FIG. 6 is a logic diagram illustrating a feature encoding and decoding method according to an embodiment of the present application;

fig. 7 is a block diagram of a feature encoding apparatus according to an embodiment of the present application;

fig. 8 is a block diagram of another feature decoding apparatus according to an embodiment of the present application;

fig. 9 is a schematic structural diagram of an electronic device according to an embodiment of the present application.

Detailed Description

In order to make the objects, technical solutions and advantages of the present application clearer, the present application will be described in further detail with reference to the accompanying drawings, and it is obvious that the described embodiments are only a part of the embodiments of the present application, and not all embodiments. All other embodiments, which can be derived by a person skilled in the art from the embodiments given herein without making any creative effort, shall fall within the protection scope of the present application.

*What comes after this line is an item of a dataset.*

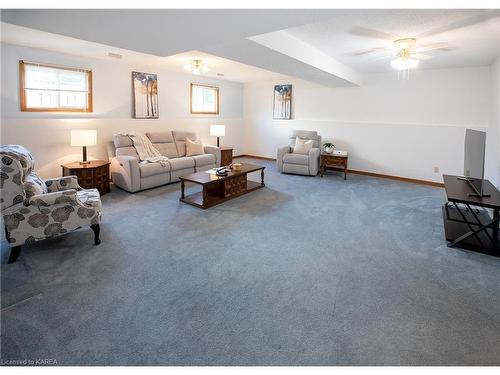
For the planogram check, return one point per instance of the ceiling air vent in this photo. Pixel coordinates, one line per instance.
(115, 55)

The word "exemplary" is used hereinafter to mean "serving as an example, embodiment, or illustration. Any embodiment described as "exemplary" is not necessarily to be construed as preferred or advantageous over other embodiments.

The terms "first" and "second" are used herein for descriptive purposes only and are not to be construed as indicating or implying relative importance or implicitly indicating the number of technical features indicated. Thus, a feature defined as "first" or "second" may explicitly or implicitly include one or more of that feature, and in the description of embodiments of the application, unless stated otherwise, "plurality" means two or more.

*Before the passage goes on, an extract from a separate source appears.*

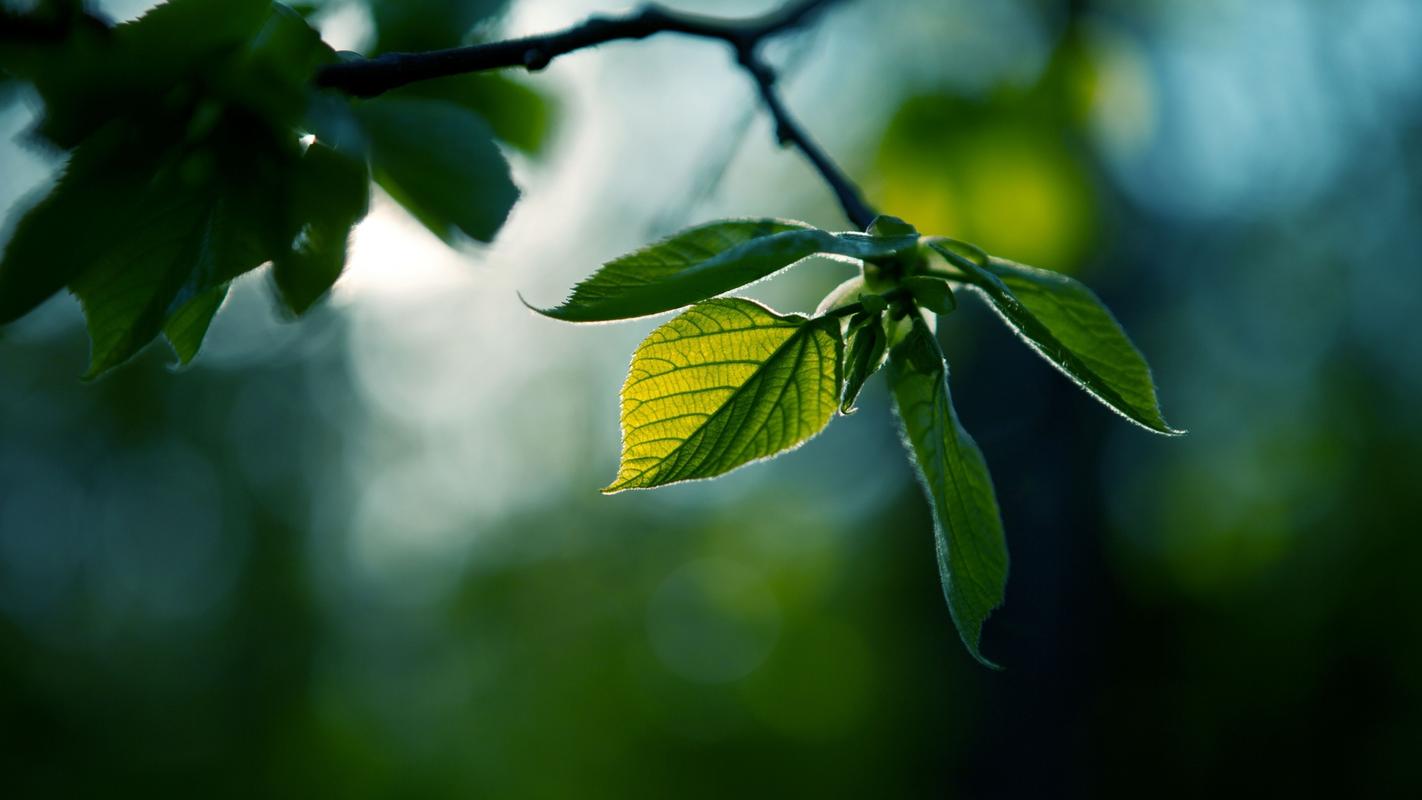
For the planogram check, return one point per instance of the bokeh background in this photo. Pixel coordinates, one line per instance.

In the related art, the method for encoding and transmitting the media resources is time-consuming, occupies a large bandwidth, and causes a slow transmission speed, thereby affecting the efficiency of subsequent processing tasks. In addition, transmitting media resources is not conducive to protecting user privacy. Therefore, the use of features extracted from media resources for subsequent processing tasks is widely studied, and the extracted features are encoded and transmitted, so that the occupied bandwidth can be reduced, and the privacy of users can be protected.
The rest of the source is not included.